Modelling TiO2 in plagioclase

Plagioclase major element and residual liquid compositions were calculated during isobaric cooling and fractional crystallisation using Rhyolite-MELTS42. We use primitive whole-rock (W9562)17 and melt inclusion (D25C-2-34)35 compositions as our Wolf and Fernandina model starting liquids, respectively. Equilibrium plagioclase TiO2 concentrations were then calculated at each temperature step using the partitioning model of Nielsen et al.43 (Supplementary Dataset 7). By comparing modelled plagioclase An# and TiO2 concentrations with our natural mineral analyses, we can characterise their equilibrium melt compositions. This method of characterising mineral-melt relationships is preferable to that of Scruggs and Putirka70 where the eruptive record does not encompass the full range of melt compositions in a sub-volcanic system.

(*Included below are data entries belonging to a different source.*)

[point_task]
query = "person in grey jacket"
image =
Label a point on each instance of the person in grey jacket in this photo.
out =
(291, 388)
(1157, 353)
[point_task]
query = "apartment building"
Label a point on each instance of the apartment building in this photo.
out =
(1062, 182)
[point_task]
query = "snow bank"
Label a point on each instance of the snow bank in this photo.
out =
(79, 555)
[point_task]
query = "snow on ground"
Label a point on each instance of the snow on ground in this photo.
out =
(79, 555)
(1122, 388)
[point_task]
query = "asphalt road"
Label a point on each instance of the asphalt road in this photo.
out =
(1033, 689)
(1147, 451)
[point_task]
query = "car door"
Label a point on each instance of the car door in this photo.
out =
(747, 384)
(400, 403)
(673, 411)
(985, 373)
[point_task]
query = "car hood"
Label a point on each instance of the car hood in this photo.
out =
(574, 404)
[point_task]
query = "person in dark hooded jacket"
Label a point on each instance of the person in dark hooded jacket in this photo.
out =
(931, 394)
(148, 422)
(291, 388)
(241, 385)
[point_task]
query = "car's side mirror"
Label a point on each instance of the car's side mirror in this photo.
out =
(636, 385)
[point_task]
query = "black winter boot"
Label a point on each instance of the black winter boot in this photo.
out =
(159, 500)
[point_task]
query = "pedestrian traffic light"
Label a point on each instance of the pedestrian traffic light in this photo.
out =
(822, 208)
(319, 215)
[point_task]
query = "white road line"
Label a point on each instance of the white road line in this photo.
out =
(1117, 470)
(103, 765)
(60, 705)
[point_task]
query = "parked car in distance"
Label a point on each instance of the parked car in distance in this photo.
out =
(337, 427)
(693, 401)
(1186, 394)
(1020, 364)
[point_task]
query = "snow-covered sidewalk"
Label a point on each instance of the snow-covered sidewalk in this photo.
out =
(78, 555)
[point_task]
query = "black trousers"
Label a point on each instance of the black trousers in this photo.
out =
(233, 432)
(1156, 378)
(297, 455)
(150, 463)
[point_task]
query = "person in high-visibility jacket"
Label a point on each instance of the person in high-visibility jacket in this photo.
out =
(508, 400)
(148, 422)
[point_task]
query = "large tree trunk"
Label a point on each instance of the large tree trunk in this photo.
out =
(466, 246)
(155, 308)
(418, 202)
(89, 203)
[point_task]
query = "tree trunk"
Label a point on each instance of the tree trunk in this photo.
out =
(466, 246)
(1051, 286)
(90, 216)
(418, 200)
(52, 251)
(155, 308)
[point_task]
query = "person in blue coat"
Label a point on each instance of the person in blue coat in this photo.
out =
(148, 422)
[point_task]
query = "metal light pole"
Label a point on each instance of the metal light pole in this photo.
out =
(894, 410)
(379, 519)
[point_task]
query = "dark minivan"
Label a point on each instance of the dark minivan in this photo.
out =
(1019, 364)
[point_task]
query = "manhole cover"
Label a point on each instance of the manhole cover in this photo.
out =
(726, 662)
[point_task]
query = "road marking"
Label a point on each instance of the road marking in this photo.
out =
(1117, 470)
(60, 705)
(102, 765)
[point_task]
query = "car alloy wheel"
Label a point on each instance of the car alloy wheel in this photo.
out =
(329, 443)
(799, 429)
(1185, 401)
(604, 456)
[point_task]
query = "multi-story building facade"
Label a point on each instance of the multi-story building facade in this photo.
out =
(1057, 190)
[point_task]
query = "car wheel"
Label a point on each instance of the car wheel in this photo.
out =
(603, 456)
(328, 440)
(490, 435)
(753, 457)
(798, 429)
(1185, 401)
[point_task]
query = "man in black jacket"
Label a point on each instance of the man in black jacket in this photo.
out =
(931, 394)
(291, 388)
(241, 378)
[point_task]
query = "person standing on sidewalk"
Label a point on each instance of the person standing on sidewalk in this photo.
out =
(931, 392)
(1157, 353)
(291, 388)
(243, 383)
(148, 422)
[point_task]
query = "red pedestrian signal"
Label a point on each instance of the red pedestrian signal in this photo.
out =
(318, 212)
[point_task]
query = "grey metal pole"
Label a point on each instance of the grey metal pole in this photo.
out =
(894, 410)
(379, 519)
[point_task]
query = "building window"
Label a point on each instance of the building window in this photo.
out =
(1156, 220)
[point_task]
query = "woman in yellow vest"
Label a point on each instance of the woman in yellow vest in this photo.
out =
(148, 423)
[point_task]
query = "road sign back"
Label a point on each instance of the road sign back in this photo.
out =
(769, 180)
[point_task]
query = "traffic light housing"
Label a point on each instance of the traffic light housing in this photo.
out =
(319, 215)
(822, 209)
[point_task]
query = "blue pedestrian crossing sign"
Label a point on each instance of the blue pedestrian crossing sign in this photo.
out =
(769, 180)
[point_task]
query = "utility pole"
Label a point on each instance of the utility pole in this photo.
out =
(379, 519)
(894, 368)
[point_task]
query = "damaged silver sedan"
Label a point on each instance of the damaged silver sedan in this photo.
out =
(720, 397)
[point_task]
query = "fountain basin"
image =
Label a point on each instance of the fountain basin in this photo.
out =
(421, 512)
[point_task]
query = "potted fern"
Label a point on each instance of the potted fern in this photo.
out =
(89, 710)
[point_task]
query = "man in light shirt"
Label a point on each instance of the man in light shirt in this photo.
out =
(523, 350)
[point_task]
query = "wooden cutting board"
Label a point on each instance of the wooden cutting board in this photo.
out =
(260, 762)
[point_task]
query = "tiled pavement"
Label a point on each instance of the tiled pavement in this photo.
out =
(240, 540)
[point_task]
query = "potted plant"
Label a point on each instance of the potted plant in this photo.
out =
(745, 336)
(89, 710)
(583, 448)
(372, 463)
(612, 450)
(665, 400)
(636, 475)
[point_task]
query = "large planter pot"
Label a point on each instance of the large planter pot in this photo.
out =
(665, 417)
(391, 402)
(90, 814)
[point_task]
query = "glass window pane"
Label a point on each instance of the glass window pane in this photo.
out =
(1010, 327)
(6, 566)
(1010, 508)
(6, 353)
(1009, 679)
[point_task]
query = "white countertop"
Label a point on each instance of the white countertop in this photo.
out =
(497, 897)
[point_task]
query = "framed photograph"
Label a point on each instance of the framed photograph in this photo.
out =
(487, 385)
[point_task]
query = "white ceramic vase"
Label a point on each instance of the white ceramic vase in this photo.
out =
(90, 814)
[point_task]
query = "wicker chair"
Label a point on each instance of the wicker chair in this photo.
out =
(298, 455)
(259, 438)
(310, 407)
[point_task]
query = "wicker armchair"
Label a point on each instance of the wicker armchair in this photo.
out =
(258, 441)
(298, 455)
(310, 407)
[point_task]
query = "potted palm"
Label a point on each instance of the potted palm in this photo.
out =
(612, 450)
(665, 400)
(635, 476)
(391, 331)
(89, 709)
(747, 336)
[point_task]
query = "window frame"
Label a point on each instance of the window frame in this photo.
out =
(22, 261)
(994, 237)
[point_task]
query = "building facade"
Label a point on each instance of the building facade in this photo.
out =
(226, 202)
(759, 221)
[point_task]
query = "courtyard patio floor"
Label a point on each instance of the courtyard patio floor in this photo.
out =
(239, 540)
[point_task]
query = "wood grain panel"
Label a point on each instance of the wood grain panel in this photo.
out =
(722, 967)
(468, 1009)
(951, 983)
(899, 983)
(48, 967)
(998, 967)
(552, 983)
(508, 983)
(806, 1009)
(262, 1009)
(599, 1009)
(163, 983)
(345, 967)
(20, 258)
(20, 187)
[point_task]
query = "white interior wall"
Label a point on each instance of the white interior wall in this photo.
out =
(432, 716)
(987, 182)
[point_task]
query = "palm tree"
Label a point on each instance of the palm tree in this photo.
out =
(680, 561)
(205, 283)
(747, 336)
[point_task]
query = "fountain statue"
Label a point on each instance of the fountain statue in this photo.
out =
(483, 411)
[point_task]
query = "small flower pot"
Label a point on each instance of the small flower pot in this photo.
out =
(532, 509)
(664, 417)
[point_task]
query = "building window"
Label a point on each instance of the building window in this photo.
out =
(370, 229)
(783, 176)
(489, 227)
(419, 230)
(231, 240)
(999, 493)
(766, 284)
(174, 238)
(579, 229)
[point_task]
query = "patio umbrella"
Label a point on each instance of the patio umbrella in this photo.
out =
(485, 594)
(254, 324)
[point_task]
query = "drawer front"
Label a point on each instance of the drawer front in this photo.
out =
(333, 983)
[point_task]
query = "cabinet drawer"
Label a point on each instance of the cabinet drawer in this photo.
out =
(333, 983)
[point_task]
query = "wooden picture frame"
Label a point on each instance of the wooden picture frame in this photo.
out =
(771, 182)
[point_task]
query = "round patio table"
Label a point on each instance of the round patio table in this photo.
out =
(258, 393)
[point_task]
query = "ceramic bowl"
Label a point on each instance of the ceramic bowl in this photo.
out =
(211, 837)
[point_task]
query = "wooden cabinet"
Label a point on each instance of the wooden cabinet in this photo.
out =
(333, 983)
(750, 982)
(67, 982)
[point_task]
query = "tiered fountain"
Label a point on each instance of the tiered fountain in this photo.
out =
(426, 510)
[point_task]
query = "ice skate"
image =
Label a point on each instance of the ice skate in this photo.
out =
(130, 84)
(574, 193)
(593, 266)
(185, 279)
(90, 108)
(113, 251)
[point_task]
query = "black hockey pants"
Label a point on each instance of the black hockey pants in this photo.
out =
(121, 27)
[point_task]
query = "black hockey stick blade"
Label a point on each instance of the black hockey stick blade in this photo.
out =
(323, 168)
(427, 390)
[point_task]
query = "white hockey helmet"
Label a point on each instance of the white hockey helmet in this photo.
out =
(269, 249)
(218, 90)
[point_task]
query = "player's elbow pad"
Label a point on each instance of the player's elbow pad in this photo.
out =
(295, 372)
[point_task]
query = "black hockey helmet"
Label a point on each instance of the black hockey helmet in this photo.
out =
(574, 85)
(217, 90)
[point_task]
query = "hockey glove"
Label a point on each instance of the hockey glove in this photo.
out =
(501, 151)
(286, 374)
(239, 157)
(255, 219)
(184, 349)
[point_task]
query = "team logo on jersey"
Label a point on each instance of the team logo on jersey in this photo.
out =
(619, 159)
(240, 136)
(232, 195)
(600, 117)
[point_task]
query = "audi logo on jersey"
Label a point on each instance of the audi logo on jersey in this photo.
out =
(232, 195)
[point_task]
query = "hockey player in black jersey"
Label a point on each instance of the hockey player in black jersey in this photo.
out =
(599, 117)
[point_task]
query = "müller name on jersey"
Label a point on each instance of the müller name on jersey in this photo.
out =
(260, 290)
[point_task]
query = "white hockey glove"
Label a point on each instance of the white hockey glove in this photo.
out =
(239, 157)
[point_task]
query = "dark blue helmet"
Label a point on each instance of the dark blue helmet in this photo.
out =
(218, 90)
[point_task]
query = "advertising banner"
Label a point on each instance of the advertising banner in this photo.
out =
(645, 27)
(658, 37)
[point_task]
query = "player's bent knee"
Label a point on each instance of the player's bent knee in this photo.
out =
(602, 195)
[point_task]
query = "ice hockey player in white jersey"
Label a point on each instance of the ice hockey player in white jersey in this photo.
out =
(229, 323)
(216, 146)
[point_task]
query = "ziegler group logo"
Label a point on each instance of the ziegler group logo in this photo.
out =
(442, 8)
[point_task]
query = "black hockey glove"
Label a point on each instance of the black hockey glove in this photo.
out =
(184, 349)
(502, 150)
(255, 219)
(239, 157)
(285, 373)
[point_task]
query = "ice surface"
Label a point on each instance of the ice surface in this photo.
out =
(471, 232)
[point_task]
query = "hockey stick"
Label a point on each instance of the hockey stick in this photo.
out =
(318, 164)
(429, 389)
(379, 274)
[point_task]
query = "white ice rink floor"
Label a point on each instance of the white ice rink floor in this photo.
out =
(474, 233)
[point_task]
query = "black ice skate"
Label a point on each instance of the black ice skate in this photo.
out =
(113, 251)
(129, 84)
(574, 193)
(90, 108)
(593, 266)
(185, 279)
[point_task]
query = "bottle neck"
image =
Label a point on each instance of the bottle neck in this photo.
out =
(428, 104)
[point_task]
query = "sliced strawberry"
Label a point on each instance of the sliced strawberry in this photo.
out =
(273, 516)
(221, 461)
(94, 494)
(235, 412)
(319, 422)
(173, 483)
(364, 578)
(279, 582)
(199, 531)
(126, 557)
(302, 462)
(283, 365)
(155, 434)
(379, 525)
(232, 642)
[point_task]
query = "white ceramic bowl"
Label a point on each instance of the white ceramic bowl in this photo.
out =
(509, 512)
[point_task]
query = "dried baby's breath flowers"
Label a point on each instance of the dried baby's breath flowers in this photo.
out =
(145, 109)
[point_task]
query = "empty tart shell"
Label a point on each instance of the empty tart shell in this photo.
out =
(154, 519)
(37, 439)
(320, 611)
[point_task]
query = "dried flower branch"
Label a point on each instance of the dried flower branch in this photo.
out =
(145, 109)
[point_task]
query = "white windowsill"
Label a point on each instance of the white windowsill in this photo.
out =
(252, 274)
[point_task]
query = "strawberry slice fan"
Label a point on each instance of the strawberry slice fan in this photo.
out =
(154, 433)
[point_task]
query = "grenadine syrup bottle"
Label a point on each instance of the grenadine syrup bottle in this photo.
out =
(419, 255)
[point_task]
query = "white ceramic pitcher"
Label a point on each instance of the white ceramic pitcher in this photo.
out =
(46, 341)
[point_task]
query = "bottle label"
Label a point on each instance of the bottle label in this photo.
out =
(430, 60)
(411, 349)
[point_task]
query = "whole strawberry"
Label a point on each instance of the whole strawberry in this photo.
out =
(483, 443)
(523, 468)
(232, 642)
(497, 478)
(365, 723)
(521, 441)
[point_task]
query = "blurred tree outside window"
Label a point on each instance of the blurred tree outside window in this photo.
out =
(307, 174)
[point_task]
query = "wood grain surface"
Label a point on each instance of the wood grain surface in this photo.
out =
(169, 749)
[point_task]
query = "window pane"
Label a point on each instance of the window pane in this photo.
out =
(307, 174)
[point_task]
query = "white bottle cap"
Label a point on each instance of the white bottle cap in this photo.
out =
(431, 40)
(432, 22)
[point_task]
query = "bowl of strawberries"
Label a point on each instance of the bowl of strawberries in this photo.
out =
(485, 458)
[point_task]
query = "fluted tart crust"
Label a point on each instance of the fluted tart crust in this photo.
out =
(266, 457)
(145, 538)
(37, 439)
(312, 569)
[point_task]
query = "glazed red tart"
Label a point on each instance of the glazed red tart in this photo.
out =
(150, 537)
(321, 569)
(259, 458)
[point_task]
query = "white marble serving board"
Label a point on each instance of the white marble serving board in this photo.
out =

Models were run at 50, 300 and 500 MPa, an fO2 at the QFM buffer and 0.15 wt% initial H2O, which approximate the range of Galápagos magma storage conditions identified in previous studies19,27,28,50,65. The liquid lines of descent predicted by Rhyolite-MELTS fractional crystallisation models are generally a good fit to previously analysed whole-rock and glass data from Wolf and Fernandina (Supplementary Figs. 1, 2) and simulated clinopyroxene compositions also match natural crystal compositions (Supplementary Fig. 3). This validates our choice of intrinsic variables and suggests that assimilation of compositionally distinct wall rock material has a negligible impact on the compositional evolution of Galápagos magmas, in agreement with previous studies27.